Jigasi high CPU usage with few calls

I don’t expect the threads to go down for the same scenario. Throwing more CPU power will help, but you need to do the math more cpu per machine or more vms in the autoscaling pool.

Yes, I have to find the sweet spot between CPU power and number of calls that it will handle vs pool sizing.

The main issue is costs :slight_smile:

Do you have any feedbacks/clues about how the new ARM64 graviton2 CPU that AWS offers perform? (and is ARM64 supported by jitsi/jigasi?)
I was wondering if those CPUs architectures will help with media related operations.

No idea about those instances, but arm will not work, what I can think of jitsi-srtp uses native bindings to openssl and arm is not one of the supported architectures and it will default to java impl for those operations which I doubt will do better …

Ok thanks for the feedback, bummer!

@damencho, while doing tests to determine the best instance/instance size I think I found an issue that leads to Jigasi misbehaving and ultimately failing to handle calls.

I was doing tests on a C5.XL instance, for 80 simultaneous calls, then 100.
I was measuring CPU usage, system load & memory consumption.

80 simultaneous calls seems to be the maximum on this instance size, at 100 calls the pressure is too high and there are unexpected call failures.

But the issue is that while doing my tests, I noticed on my two instances of jigasi that the number of threads grow at each run, then it shrinks when the run is finished, but it seems that there is a “thread leak” since at the end I got many more threads.
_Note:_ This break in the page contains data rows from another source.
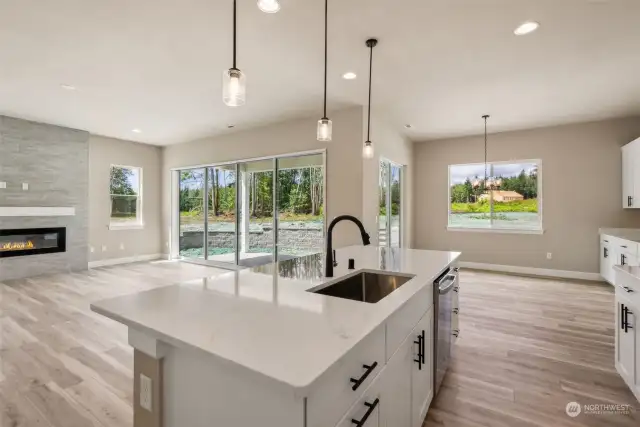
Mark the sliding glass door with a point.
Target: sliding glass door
(256, 213)
(252, 212)
(390, 204)
(192, 213)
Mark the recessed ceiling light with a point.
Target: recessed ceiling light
(269, 6)
(526, 28)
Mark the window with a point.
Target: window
(126, 196)
(512, 204)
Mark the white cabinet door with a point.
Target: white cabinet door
(627, 176)
(396, 392)
(422, 379)
(606, 266)
(366, 412)
(626, 339)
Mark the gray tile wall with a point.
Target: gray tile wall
(54, 162)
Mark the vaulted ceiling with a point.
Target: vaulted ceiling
(156, 65)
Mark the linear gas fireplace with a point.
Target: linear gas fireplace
(32, 241)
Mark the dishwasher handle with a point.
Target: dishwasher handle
(451, 278)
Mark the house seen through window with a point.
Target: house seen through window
(509, 199)
(126, 195)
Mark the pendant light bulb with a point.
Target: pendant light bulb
(367, 150)
(325, 129)
(233, 80)
(269, 6)
(234, 87)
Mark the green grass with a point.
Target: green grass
(198, 218)
(530, 205)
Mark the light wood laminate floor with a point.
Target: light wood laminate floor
(528, 347)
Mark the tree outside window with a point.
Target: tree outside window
(125, 191)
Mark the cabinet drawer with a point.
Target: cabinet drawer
(402, 322)
(368, 408)
(632, 291)
(333, 394)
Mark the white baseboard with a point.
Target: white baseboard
(128, 260)
(530, 271)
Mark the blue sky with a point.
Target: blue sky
(459, 173)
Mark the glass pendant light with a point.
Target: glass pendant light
(233, 80)
(490, 182)
(325, 127)
(269, 6)
(367, 150)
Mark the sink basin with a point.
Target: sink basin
(364, 286)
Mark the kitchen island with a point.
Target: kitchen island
(256, 347)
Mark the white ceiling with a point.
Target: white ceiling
(156, 65)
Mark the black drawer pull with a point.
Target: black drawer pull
(420, 359)
(358, 382)
(372, 407)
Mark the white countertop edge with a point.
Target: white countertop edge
(182, 344)
(300, 387)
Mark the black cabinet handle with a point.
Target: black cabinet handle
(371, 407)
(420, 359)
(626, 321)
(358, 382)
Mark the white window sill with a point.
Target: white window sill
(126, 226)
(496, 230)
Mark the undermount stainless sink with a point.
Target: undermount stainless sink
(364, 286)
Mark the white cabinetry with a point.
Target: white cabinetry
(631, 175)
(422, 379)
(627, 336)
(616, 251)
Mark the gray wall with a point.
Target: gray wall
(54, 162)
(123, 243)
(582, 191)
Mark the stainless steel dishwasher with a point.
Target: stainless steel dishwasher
(443, 327)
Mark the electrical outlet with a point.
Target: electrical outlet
(145, 393)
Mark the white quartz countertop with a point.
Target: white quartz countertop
(632, 234)
(264, 320)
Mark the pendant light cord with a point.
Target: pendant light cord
(485, 149)
(370, 73)
(326, 18)
(234, 34)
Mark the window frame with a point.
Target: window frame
(139, 221)
(492, 228)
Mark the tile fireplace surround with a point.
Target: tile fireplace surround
(54, 162)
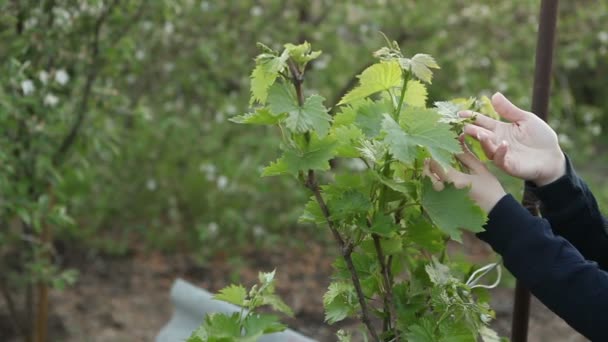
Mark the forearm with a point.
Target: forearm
(557, 274)
(571, 209)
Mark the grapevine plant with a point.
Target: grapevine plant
(390, 225)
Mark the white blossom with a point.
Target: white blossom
(43, 76)
(62, 77)
(258, 230)
(213, 227)
(256, 11)
(222, 182)
(151, 184)
(27, 86)
(50, 100)
(140, 55)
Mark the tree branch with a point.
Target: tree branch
(83, 107)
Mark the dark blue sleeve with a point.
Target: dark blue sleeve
(573, 213)
(574, 288)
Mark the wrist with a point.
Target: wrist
(555, 172)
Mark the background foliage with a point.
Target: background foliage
(113, 114)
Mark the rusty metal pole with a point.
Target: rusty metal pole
(540, 103)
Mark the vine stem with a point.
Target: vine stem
(347, 250)
(401, 98)
(297, 78)
(389, 307)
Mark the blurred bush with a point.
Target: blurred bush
(155, 159)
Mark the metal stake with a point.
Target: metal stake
(540, 103)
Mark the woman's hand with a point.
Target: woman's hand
(485, 189)
(526, 147)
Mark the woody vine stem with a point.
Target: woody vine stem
(346, 247)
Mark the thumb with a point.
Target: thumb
(506, 109)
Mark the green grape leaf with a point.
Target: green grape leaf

For example, I ran 10 tests, each tests consists of 80 sip calls per instance.
Each sip call = 1 conference room with 1 user (so 2 users in the same conference room since 2 instances have 80 sip calls each).
Here are the number of threads (using /about/stats route) that I got after each run:

  • “threads”:718.
  • “threads”:2231
  • “threads”:2380
  • “threads”:2929
  • “threads”:3615
  • “threads”:4049
  • “threads”:4499
  • “threads”:5047
  • “threads”:6010
  • “threads”:7054

I got the same behavior on my two EC2 instances.
I noticed that after the 4th run, the performance was worse each run with more and more failed calls.

Then I stopped the tests and got out for lunch, and when I came back here’s what I found:
With 0 active calls, the first EC2 instance is sitting at ~7200 threads and 1.6-1.9 Load average, jigasi is using about 30-40% of each cpu cores doing nothing.
On the second EC2 instance, jigasi has disconnected from asterisk and will not handle any incoming calls, sitting at 7400threads and using a small CPU portion (~3% of each CPU cores)

There are no messages in jigasi logs despite the idle cpu consumption.

That’s unexpected, any help is welcome! don’t hesitate if you need more details :slight_smile:

Bump, still can’t figure what is going on :face_with_raised_eyebrow:

I created a github issue for the thread leak for further investigations.
here: Jigasi thread leak issue? · Issue #341 · jitsi/jigasi · GitHub

Some feedback for future readers :

The issue for thread leaks has been identified and fixed on release jigasi_1.1-182-gd1a2e18 (at the time of writing this, it is located under the unstable repository).

Thumbs up :+1: to @damencho !

As for this thread, since jigasi is not crashing anymore I will do more load testing and report back the results I got.

Hi @cyril.r ,

In a previous message you tell that you are able to use Jigasi in translator Mode with your Asterisk IPBX.

Which version of Astersik did you use for this configuration ?
If you’are doing audio mixing on your Astersik have you notice some audio issue (the only related topic on Asterisk community report some audio error with muxing multistream audio) ?
Could you share you Asterisk configuration with the community ?

Regards,
Damien.

Hello Damien,

We used Asterisk 16 for our testing, our use case is really simple there are very few people per room (but a high number of rooms) so we didn’t had audio mixing issues (or we didn’t notice them).

The configuration is quite simple :

[jitsi]
type = auth
auth_type=userpass
username = redacted
password = redacted

[jitsi]
type = aor
max_contacts=2
;qualify_frequency = 30

[jitsi]
type = endpoint
context = stasis-test
disallow = all
allow = opus8
rtp_timeout = 60
direct_media = no
aors = jitsi
trust_id_outbound=yes
trust_id_inbound=no
outbound_auth=jitsi
rtp_symmetric=yes

Regards

Hi @cyril.r ,

I’ve recently made some test with the same configuration OPUS+translator mode on Jigasi.
It reduces the CPU usage on JIGASI by a factor 2 in our test scenario but in the same time the CPU consumption on the Asterisk part increase by a factor 10.
Have you measure the CPU usage of your Asterisk instances ?

Regards,
Damien